Tanah Dewata atau Bali menjadi bukti nyata ajaran Hindu-Buddha yang masih dipegang teguh dan dijaga tradisinya oleh masyarakat setempat. Salah satu bukti nyatanya terlihat dari penyajian makanan khas yang masih bertahan sejak masa kerajaan hingga sekarang.
Lawar yang identik dengan makanan khas Bali ternyata bukan sekadar suguhan untuk lauk makan saja. Hidangan ini konon sudah ada sejak zaman pra Hindu dan peninggalan ajaran sekte Bhairawa.

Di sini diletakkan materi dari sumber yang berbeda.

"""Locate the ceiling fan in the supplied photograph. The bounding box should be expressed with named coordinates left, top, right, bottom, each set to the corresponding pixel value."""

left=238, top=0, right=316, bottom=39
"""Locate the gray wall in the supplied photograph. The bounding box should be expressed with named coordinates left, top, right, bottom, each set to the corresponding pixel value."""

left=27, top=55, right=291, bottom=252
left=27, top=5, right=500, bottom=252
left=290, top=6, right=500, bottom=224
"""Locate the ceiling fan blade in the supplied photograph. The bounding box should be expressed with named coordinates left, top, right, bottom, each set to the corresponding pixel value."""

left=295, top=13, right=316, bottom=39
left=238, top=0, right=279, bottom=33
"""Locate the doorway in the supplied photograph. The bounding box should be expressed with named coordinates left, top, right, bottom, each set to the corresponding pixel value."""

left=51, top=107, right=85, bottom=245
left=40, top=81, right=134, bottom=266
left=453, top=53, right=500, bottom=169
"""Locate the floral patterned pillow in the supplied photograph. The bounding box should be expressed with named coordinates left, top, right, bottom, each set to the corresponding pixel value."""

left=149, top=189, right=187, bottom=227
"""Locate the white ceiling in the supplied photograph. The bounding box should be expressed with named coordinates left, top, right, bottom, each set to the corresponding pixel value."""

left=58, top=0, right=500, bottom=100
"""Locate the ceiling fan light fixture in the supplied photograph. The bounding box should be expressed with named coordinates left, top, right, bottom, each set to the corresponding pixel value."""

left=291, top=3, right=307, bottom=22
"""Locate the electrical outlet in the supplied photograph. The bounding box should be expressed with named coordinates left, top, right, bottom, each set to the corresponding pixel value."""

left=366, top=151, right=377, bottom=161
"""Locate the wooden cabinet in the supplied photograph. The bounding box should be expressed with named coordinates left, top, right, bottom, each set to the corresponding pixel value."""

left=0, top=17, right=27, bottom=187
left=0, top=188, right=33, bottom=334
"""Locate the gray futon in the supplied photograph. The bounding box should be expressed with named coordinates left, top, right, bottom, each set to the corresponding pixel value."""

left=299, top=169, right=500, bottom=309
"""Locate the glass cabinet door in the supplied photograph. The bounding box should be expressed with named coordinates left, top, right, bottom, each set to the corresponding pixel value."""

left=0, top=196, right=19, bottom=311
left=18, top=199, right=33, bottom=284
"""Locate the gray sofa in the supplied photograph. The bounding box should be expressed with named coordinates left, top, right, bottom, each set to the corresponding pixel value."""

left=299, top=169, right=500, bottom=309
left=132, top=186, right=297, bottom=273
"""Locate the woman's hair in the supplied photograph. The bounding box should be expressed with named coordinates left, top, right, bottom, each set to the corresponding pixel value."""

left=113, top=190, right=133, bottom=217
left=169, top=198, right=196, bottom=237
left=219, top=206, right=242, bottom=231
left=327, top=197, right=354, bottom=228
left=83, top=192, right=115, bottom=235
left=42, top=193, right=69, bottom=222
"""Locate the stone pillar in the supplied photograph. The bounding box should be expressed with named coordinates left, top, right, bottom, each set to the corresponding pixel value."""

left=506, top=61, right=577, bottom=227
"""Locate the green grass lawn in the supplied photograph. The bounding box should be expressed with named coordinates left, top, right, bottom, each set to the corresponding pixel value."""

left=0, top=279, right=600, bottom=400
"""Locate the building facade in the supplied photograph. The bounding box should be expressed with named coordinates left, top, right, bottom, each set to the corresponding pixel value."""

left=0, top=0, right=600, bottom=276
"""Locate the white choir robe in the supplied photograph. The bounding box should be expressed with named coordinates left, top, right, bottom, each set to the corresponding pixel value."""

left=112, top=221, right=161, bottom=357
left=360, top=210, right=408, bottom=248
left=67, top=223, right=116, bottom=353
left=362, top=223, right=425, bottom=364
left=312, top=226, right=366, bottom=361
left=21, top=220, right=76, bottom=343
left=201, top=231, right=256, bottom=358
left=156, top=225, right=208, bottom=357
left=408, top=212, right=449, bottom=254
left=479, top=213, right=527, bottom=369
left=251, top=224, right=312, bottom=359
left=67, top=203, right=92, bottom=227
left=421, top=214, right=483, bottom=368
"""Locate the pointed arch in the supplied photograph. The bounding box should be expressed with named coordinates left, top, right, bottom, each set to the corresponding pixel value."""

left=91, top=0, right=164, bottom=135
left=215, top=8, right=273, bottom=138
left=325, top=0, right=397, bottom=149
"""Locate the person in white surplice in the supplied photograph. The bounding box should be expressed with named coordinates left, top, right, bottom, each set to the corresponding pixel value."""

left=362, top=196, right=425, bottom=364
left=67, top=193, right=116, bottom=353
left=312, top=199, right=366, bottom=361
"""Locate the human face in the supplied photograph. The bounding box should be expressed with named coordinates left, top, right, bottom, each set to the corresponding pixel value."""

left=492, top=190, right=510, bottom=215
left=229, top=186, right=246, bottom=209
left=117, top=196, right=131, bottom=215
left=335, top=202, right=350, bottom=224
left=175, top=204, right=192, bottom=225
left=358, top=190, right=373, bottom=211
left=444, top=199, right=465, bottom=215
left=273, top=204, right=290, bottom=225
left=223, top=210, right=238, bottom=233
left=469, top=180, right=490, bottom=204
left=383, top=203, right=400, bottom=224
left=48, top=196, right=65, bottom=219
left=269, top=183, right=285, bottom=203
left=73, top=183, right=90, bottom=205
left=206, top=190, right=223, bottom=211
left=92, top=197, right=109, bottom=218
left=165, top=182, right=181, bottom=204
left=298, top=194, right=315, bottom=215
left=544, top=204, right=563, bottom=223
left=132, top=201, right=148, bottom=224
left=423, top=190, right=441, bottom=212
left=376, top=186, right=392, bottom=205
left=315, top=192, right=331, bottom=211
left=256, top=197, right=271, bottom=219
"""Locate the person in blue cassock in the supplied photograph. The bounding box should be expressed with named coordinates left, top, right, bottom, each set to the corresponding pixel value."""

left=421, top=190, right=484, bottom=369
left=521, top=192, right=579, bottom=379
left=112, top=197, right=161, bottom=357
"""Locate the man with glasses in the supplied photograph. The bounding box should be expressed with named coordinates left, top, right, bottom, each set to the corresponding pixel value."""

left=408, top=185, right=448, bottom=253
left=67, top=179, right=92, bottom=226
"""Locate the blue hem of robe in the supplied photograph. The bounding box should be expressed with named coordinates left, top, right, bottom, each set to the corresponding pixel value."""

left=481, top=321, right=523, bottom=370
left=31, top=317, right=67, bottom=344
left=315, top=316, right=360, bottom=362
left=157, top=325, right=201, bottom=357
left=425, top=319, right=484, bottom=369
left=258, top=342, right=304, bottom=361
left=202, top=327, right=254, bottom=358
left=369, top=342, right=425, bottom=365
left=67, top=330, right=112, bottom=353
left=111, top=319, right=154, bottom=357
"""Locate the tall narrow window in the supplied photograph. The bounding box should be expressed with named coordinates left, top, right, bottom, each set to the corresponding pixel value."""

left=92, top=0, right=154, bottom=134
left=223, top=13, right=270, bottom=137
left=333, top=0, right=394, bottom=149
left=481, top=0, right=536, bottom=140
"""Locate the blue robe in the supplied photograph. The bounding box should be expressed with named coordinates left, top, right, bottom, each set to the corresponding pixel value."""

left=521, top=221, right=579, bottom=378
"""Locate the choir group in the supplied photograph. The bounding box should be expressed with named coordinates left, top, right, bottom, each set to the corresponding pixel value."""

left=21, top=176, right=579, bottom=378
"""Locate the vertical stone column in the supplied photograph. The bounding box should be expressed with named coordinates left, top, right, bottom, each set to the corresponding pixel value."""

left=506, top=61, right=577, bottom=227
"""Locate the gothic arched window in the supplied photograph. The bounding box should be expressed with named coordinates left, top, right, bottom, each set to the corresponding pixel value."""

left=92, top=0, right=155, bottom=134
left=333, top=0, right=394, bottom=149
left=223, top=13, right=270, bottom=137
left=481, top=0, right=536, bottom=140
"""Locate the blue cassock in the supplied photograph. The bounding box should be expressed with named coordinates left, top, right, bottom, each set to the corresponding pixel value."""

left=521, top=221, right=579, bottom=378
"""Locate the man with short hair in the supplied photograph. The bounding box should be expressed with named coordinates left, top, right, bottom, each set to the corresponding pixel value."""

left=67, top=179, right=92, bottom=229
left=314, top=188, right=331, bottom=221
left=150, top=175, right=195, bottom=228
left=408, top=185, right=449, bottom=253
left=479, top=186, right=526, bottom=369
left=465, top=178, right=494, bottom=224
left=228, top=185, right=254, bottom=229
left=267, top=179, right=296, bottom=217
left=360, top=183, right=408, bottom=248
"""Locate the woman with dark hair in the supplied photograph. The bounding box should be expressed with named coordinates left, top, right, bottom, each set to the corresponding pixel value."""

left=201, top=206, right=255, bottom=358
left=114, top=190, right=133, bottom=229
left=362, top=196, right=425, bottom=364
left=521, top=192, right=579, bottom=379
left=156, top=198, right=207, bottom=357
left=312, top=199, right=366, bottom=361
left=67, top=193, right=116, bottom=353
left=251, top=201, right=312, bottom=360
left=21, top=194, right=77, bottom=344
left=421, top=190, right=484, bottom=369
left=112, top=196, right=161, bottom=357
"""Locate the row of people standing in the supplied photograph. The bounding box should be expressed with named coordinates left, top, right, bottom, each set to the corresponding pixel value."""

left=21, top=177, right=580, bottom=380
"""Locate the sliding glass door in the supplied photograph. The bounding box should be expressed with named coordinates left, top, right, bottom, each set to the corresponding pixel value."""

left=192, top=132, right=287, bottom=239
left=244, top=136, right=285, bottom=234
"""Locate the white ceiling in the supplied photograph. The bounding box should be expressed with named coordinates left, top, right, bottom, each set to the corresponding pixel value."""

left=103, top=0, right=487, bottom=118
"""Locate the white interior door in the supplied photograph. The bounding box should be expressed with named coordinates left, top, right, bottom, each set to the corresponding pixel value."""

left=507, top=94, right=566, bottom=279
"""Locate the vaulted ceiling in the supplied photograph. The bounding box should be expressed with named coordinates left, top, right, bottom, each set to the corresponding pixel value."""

Berikut 5 fakta lawar plek khas Bali yang dirangkum melalui berbagai sumber:
1. Asal Usul Lawar
Kadek Edi Palguna, dosen Ilmu Budaya di STAHN Mpu Kuturan Singaraja, menyebut lawar memiliki kaitan dengan persebaran suatu ajaran di Bali. Ada sekte Bhairawa pada masa pra Hindu yang digadang-gadang menyebarkan hidangan lawar sebagai makna dan simbol agamanya.
Lawar kemudian berkembang sejak masuknya agama Hindu dan dinobatkan menjadi makanan khas Bali. Lawar sendiri dianggap sebagai simbol keharmonisan dan keseimbangan dalam pengider buwana dalam konsep Dewata Nawasangga.
Sementara sejarawan lain juga menyebut lawar menjadi bukti lokalisasi Tantrayana melalui Hindu-Buddha di Bali. Awalnya lawar dibuat dalam berbagai warna, hijau, merah, putih, dan kuning, untuk menandakan seluruh arah mata angin.
2. Hidangan Upacara Keagamaan
Lawar di masa lampau tak hanya menjadi hidangan yang dinikmati warga Bali, tapi juga disajikan dalam berbagai acara keagamaan sebagai persembahan.
Sekte Bhairawa menggunakan lawar sebagai persembahan yadnya atau upacara pada setiap persembahyangannya. Setelah tegaknya paham Siwa Sidhanta, penyajian lawar semakin sering dilakukan oleh masyarakat Hindu di Bali.
Salah satunya dalam Hari Raya Galungan. Penyajian lawar bertujuan untuk merayakan hari kemenangan dan tanda perlawanan terhadap Adharma yang berarti kebatilan atau keburukan.